Married women are free to have extramarital sexual relations with other women, says the New Hampshire Supreme Court, without being at fault for the break-up of their marriage.

In a 3-2 ruling handed down today, the jurists decided the definition of adultery doesn’t include homosexual sex, but requires heterosexual intercourse to have taken place.

The decision comes in a contentious divorce case.

David Blanchflower, of Hanover, N.H., originally filed for divorce from his wife, Sian, on grounds of irreconcilable differences. He then amended his petition, asserting his wife’s “continuing adulterous affair” with Robin Mayer, a woman from Brownsville, Vt., caused the irreparable breakdown of their marriage.

An “at fault” finding benefits the husband in the division of the couple’s property.

The two women attempted to block his efforts, contending a homosexual relationship between two people, one of whom is married, does not constitute adultery according to state divorce law.

The trial court disagreed with the women’s argument and ruled in favor of the husband, prompting Mayor to pursue the issue with the state’s high court.

In rendering their decision, the justices found the outdated law didn’t define adultery. In the absence of necessary definitions, they explained in their opinion, they must “ascribe to them their plain and ordinary meanings.”

In other words, they looked the word up in Webster’s Third New International Dictionary and found the word defined as involving intercourse between members of opposite genders.

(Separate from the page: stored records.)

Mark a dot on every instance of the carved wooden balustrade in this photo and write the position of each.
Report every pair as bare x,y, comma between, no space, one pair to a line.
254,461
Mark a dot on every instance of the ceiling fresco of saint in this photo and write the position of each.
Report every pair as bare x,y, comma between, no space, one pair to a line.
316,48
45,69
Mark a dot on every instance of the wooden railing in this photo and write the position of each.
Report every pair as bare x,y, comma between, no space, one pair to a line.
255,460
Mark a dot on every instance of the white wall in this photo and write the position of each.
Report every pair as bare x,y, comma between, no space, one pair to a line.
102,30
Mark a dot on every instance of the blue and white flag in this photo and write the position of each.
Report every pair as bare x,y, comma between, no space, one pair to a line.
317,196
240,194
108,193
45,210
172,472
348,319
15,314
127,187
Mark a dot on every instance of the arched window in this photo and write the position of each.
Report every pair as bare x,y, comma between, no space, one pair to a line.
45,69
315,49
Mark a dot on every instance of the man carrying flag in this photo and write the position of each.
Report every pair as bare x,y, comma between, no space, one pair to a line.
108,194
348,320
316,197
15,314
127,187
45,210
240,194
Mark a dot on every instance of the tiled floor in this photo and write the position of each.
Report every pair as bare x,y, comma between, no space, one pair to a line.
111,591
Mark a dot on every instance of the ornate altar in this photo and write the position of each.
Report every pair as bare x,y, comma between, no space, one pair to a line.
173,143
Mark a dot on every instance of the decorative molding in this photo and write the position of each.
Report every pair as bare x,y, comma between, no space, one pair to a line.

The justices further relied on case law from the period during which the 1842 divorce statute was drafted and concluded the definition of adultery as it was applied in State v. Wallace in 1838 and State v. Taylor in 1878 was “intercourse from which a spurious issue may arise.” They deduced that because a “spurious issue” can only arise from intercourse between a man and a woman, “criminal adultery could only be committed with a person of the opposite gender.”

In their dissenting opinions, two justices wrote: “We respectfully dissent because we believe that the majority’s narrow construction of the word ‘adultery’ contravenes the legislature’s intended purpose in sanctioning fault-based divorce for the protection of the injured spouse. To strictly adhere to the primary definition of adultery in the 1961 edition of Webster’s Third New International Dictionary and a corollary definition of sexual intercourse, which on its face does not require coitus, is to avert one’s eyes from the sexual realities of our world.”

Court observers agreed with the dissenters.

“I think the majority opinion is unintentionally trivializing same-sex relations and violating modern notions of the sanctity of marriage,” Marcus Hurn, a professor at Franklin Pierce Law Center, told the Associated Press.

A sexual relationship, whether heterosexual or homosexual, he added, is “exactly an equivalent betrayal.”

“That, I think, is the ordinary meaning most people would give,” said Hurn.

Neither David Blanchflower, his wife nor Mayer commented following the ruling.

In an effort to thwart efforts to pull them into the burgeoning debate over homosexual “marriage,” the justices stressed the appeal was “not about the status of homosexual relationships in our society or the formal recognition of homosexual unions.”